The cherry plum is a type of tree originating in Asia. A small tree with showy flowers, colorful leaves, and edible fruit, cherry plums are used primarily for ornamental purposes. The scientific, or botanical, name for the cherry plum is Prunus cerasifera.
Generally small, the cherry plum usually reaches heights of 15 to 28 feet (4.6–8.5 m) tall. Their spread is roughly symmetrical, and it may be between 15 and 20 feet (4.6–6.1 m) wide. The dark gray to reddish-brown bark is smooth in the tree's youth, then becomes furrowed as it ages.
Although cherry plums are deciduous, meaning they lose their leaves each winter, their leaves do not change color with the seasons. Most cherry plum trees have dark, purple-red leaves, but some are a dark green. Oval-shaped, the leaves are between 1.5 and 2.5 inches (3.81–5.1 cm) long. They alternate on the stems.
Beautiful pale pink flowers blossom in the early spring. About 1 inch (2.54 cm) across, these flowers may be light enough to be called white. Flowers do not occur in clusters, but they are spaced so closely together and are so numerous that they may appear to be clustered at a distance. In addition to being beautiful visually, these blossoms are also strongly fragrant.

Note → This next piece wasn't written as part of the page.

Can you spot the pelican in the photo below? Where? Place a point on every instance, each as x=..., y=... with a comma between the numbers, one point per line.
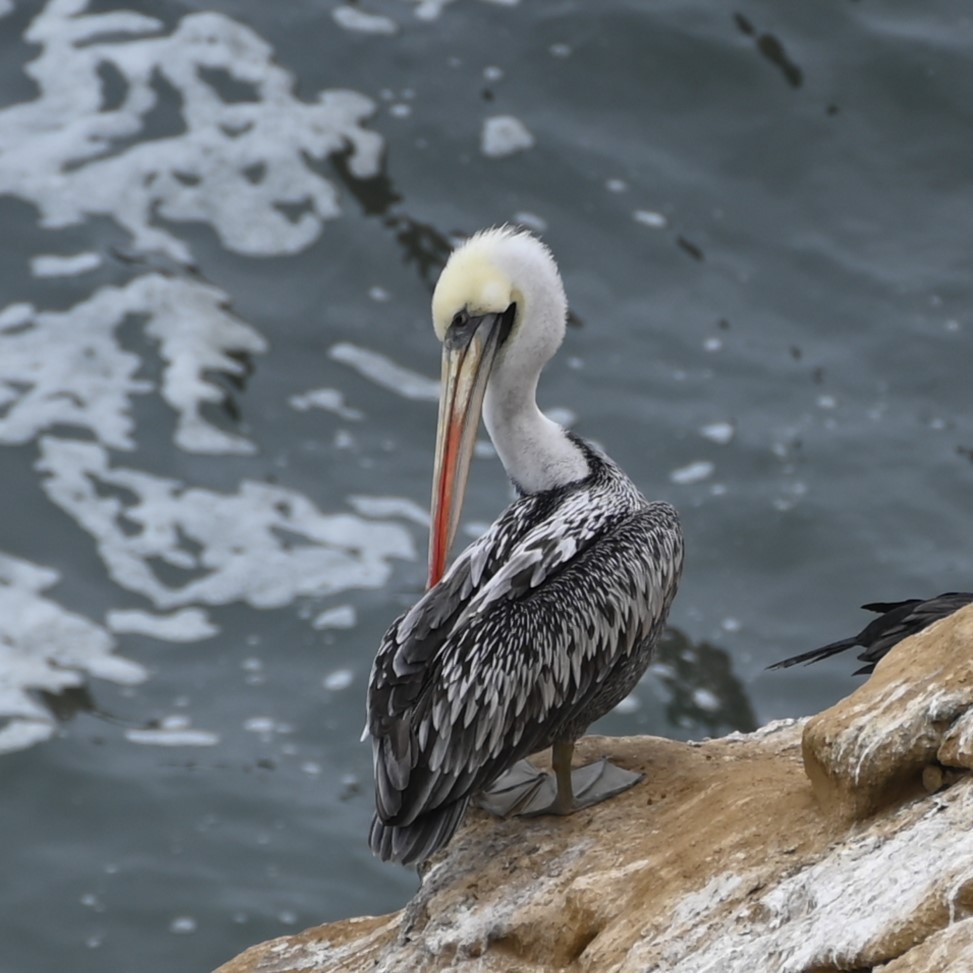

In late summer, reddish fruit appears. This fruit is edible and is frequently eaten by birds. Like most plums, cherry plum fruit has a fleshy exterior and a hard, non-edible, interior pit. These types of fruits are called stone fruits or drupes.
Cherry plums like full sun and acidic or alkaline soil. They should always be pruned after flowering is completed. Drought tolerant, these trees are often planted for ornamental purposes.
Sometimes used for shade, cherry plums are most often used as specimen trees. A specimen tree is a type of tree planted in order to exemplify its beautiful features for the pleasure of observers. Often found with few or no other plants and trees nearby in landscaping, the striking nature of the cherry plum shines without the addition of other showy plants.
Though they are drought tolerant, cherry plum trees are very susceptible to many pests and diseases such as aphids and leafspot. Once infected, the disease or pest is usually very difficult to eliminate and will affect both the health and the appearance of the tree. Additionally, the cherry plum is relatively short lived, lasting only about 20 years. After 10 years, the tree may begin to decline.